Omar Zatriqi

(b. 1987)
Omar Zatriqi (b. 1987) is a composer from Bangor, County Down. He studied composition under Prof. Piers Hellawell and Dr. Simon Mawhinney at Queen's University Belfast, achieving a BMus (with First Class Honours), MA, and PhD. 
 
In January 2012, Omar received invaluable guidance from the current Master of the King's Music Judith Weir when composing Science, a chamber opera written for a predominantly juvenile audience. The work premiered at the Belfast Children's Festival in March 2012 and subsequently won a Director's Choice Award as part of Boston Metro Opera's 2013 International Composers' Competition.
 
In March 2018, Hard Rain SoloistEnsemble awarded Omar's instrumental quintet Fata Morgana first prize at the third annual Peter Rosser Composition Competition. The following month, Key Chain was one of four winning string quartets selected by composer Deirdre Gribbin for West Cork Music's 2018 Composition Competition; its premiere was given by the Halcyon Quartet in Bantry later that summer.
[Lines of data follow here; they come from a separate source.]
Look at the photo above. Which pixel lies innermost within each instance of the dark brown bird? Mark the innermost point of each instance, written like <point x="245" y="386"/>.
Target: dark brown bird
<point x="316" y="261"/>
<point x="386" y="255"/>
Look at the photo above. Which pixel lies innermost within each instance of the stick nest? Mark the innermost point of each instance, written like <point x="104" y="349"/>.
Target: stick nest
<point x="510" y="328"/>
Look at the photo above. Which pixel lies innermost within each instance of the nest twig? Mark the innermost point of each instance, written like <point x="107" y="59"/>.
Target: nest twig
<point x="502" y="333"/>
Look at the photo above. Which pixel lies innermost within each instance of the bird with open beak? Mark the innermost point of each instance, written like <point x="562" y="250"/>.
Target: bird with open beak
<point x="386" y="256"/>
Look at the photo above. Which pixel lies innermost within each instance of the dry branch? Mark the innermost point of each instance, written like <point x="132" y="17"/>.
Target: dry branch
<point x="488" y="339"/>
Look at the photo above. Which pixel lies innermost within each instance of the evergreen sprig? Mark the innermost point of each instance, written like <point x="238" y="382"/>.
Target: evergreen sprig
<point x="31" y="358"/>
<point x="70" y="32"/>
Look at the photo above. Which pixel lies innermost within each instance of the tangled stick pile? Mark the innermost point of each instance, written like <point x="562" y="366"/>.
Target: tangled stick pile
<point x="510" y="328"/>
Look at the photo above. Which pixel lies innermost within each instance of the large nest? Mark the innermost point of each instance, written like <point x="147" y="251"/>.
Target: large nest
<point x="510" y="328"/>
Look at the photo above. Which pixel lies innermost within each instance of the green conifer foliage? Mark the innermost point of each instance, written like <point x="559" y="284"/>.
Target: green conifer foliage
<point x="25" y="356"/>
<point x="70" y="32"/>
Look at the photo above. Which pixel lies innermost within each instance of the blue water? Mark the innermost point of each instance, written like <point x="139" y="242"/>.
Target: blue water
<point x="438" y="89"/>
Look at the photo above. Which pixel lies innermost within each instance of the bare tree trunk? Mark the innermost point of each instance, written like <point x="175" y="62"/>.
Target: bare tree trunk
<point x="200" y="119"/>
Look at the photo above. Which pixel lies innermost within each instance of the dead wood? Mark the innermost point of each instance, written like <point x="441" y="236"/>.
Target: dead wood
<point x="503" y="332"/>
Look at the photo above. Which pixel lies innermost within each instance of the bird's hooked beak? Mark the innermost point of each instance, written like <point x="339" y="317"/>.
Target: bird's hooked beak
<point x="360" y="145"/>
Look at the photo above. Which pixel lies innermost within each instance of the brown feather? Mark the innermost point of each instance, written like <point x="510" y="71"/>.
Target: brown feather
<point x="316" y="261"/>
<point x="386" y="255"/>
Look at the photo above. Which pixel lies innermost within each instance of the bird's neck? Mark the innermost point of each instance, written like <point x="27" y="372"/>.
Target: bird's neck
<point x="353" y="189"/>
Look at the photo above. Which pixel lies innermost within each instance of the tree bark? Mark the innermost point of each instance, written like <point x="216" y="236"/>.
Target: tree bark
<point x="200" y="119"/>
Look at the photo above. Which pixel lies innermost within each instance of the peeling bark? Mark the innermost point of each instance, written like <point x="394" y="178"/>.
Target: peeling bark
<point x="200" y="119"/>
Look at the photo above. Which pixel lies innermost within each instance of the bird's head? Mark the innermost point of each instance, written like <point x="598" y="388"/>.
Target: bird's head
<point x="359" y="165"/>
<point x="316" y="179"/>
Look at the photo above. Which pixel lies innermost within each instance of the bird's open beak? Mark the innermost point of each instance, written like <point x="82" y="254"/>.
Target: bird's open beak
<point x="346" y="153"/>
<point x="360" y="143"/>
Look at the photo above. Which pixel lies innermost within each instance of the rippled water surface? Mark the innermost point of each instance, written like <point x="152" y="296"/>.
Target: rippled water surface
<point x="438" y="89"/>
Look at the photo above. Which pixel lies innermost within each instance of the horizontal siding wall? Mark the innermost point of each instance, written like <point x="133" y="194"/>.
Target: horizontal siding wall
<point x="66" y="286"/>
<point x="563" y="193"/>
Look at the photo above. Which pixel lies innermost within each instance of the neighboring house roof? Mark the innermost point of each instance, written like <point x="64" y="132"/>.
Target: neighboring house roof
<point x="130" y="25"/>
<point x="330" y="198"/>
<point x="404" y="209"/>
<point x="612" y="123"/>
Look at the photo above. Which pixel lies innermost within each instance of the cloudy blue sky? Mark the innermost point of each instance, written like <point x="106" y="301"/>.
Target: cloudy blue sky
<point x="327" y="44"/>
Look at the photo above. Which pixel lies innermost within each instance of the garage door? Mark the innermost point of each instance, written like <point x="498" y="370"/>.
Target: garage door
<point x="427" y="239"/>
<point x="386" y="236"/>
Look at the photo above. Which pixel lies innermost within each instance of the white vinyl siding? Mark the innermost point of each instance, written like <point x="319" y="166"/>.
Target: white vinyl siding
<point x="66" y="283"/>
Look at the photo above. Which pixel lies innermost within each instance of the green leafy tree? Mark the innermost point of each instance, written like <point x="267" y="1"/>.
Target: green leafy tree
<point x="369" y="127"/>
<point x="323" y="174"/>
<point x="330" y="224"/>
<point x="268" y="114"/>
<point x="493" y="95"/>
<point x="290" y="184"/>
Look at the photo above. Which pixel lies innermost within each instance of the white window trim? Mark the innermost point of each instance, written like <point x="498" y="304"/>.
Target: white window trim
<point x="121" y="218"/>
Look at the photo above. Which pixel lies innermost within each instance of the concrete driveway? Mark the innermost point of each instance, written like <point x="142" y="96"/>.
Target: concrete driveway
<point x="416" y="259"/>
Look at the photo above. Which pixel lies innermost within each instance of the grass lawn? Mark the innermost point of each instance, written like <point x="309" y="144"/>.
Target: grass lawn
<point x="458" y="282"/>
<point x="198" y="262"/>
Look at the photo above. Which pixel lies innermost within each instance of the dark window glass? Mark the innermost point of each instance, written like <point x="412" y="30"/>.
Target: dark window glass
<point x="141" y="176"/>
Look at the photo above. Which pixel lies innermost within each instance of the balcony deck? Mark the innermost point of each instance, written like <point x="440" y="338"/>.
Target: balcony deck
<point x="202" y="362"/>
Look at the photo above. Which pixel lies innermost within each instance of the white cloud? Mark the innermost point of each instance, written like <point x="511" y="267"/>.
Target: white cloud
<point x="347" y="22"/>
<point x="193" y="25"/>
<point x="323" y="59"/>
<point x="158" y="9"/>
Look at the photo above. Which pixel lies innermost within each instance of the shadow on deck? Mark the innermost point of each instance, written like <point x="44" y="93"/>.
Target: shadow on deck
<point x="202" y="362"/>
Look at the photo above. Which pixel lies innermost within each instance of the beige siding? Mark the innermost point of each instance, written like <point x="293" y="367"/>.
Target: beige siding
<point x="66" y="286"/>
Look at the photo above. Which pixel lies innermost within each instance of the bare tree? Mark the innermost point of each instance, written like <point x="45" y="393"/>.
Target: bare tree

In response to their 2020 international call for scores, HRSE chose his instrumental sextet The Scrying to feature at the Sonorities Music Festival in QUB. 
 
During the summer of 2021, Omar proposed the creation of a piece in which the similarities and differences between two vastly distant folk idioms could be explored; HRSE facilitated the realisation of this ambition by awarding him a commission with funds from the PRS Foundation. In addition to reflecting Omar's own Albanian/Scottish heritage, the resultant string duo Blood Dances functions as a broader commentary on the fundamental benefits of societal integration and multiculturalism.